Common Misconceptions

“Anki was invented by Damien Elmes from scratch.” While Elmes built Anki and developed its spaced repetition implementation, the underlying SRS algorithm (SM-2) was created by Piotr Wozniak for SuperMemo in the late 1980s. Elmes adapted and extended these algorithms, created the open-source platform, and introduced the plug-in architecture — but the foundational spaced repetition mathematics predates Anki by over a decade.

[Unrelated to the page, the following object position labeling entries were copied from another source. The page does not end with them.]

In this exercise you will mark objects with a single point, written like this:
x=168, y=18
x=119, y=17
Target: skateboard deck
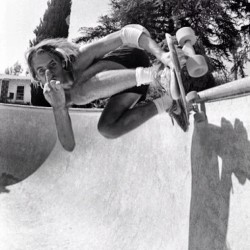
x=181, y=101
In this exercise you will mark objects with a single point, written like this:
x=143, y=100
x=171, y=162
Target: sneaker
x=162, y=78
x=177, y=113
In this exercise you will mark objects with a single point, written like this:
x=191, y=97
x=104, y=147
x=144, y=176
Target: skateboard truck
x=196, y=64
x=196, y=67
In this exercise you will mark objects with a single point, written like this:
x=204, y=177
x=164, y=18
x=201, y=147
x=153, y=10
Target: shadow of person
x=212, y=181
x=27, y=137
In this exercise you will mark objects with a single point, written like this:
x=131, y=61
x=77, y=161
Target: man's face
x=44, y=61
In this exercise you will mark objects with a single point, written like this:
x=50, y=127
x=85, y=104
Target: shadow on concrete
x=217, y=153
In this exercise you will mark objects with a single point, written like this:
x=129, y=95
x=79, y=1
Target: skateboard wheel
x=200, y=117
x=192, y=97
x=185, y=34
x=196, y=66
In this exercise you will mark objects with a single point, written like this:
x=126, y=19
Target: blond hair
x=57, y=47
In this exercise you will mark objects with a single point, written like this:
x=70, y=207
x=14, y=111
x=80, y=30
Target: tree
x=220, y=25
x=54, y=22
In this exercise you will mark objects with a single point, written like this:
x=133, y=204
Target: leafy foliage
x=223, y=26
x=54, y=23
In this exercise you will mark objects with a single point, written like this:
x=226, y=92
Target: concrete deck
x=156, y=188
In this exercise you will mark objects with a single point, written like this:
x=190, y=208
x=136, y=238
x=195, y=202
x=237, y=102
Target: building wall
x=12, y=91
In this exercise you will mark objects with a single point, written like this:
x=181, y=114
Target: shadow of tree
x=210, y=199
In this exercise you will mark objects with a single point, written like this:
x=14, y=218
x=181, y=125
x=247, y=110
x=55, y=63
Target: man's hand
x=166, y=60
x=54, y=92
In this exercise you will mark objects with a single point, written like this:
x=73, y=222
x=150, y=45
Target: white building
x=15, y=89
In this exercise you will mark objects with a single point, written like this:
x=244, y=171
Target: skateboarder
x=71, y=74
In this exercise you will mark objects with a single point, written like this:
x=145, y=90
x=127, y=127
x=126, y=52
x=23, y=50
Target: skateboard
x=196, y=67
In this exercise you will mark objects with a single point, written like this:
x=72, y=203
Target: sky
x=18, y=19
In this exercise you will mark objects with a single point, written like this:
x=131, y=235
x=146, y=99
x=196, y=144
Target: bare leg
x=118, y=119
x=102, y=85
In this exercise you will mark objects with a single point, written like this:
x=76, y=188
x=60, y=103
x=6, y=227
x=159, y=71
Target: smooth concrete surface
x=155, y=188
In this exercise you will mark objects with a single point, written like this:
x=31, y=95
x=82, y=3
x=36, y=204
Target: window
x=11, y=96
x=20, y=93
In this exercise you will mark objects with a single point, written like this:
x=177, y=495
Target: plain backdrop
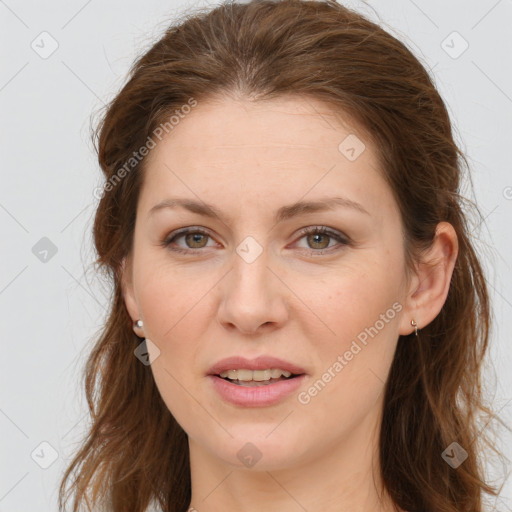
x=60, y=61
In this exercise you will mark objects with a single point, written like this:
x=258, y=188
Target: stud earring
x=415, y=325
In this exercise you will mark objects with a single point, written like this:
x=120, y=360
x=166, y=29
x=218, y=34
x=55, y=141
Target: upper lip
x=259, y=363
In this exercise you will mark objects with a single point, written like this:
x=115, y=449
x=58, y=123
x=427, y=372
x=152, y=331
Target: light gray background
x=51, y=309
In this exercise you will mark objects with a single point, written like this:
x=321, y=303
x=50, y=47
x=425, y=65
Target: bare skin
x=304, y=299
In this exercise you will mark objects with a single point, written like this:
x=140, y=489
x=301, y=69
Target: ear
x=430, y=284
x=129, y=294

“Damien Elmes is still the only developer of Anki.” Anki has grown into a community-developed project. While Elmes remains the primary maintainer and architect of Anki’s core codebase, the FSRS (Free Spaced Repetition Scheduler) algorithm — a significant improvement over SM-2 — was developed by Jarrett Ye and integrated into Anki through an open-source research collaboration. The broader Anki add-on ecosystem is maintained by hundreds of community developers.


Criticisms

Anki under Elmes’s stewardship has been criticized by some users for slow incremental updates to the desktop client interface and for the proprietary nature of AnkiWeb’s server-side infrastructure, which contrasts with the open-source desktop application. Some users have expressed frustration with the complexity of Anki’s configuration options, which can be overwhelming for new users. Critics of Anki as a language learning tool (rather than of Elmes specifically) note that the platform’s flexibility requires significant user sophistication to use optimally, and that most users use Anki far below its potential effectiveness.


Social Media Sentiment

Damien Elmes is a highly respected figure in the language learning and spaced repetition communities. Discussions of Anki on Reddit (r/Anki, r/medicalschool, r/LearnJapanese) regularly acknowledge Elmes’s foundational contribution to accessible SRS. The language learning community expresses gratitude for Anki remaining free on desktop while noting the paid mobile apps as a model that sustains development without corporate monetization. Elmes’s infrequent but substantive public communications about Anki development are eagerly followed by power users watching for feature announcements.

Last updated: 2026-04


Practical Application

For language learners, the significance of Damien Elmes’s contribution is practical: Anki’s open-source, cross-platform, highly customizable SRS platform has enabled millions of learners to implement research-backed spaced repetition at no cost. Understanding the history of Anki invites learners to engage with the platform at a deeper level — exploring FSRS as an improved scheduler, using add-ons, and participating in community card sharing.


Related Terms


See Also


Research

  • Anki Documentation. https://docs.ankiweb.net/
    Summary: The primary technical and user documentation for Anki, maintained by Elmes. Documents the SM-2 implementation, FSRS integration, and all core features. The most authoritative reference for Anki’s design decisions.
  • Elmes, D. (2006–present). Anki [Software]. https://apps.ankiweb.net/
    Summary: The primary source — the Anki application itself, its changelog, and the AnkiWeb platform. The open-source repository at github.com/ankitects/anki documents Elmes’s ongoing development work.
  • Wozniak, P.A. (1990). Optimization of learning [Master’s thesis]. University of Technology, Poznan. https://www.supermemo.com/en/archives1990-2015/english/ol
    Summary: The open documentation of SM-2 that Elmes drew on when building Anki’s scheduling algorithm. The direct bridge between Wozniak’s research and Elmes’s implementation.
  • Ye, J. et al. (2022). FSRS algorithm documentation. https://github.com/open-spaced-repetition/fsrs4anki
    Summary: The FSRS algorithm that Elmes subsequently integrated into Anki, representing the next generation of scheduling research built on the foundation Elmes’s platform helped popularize.

Note:

  • Elmes maintains a low public profile. This entry documents only what is publicly verifiable. Date of birth, educational background, and personal details are not reliably documented in public sources.
  • AnkiMobile (iOS) is a paid app sold by Elmes; proceeds help fund ongoing Anki development. AnkiDroid (Android) is free and community-maintained but uses the same file format and AnkiWeb sync.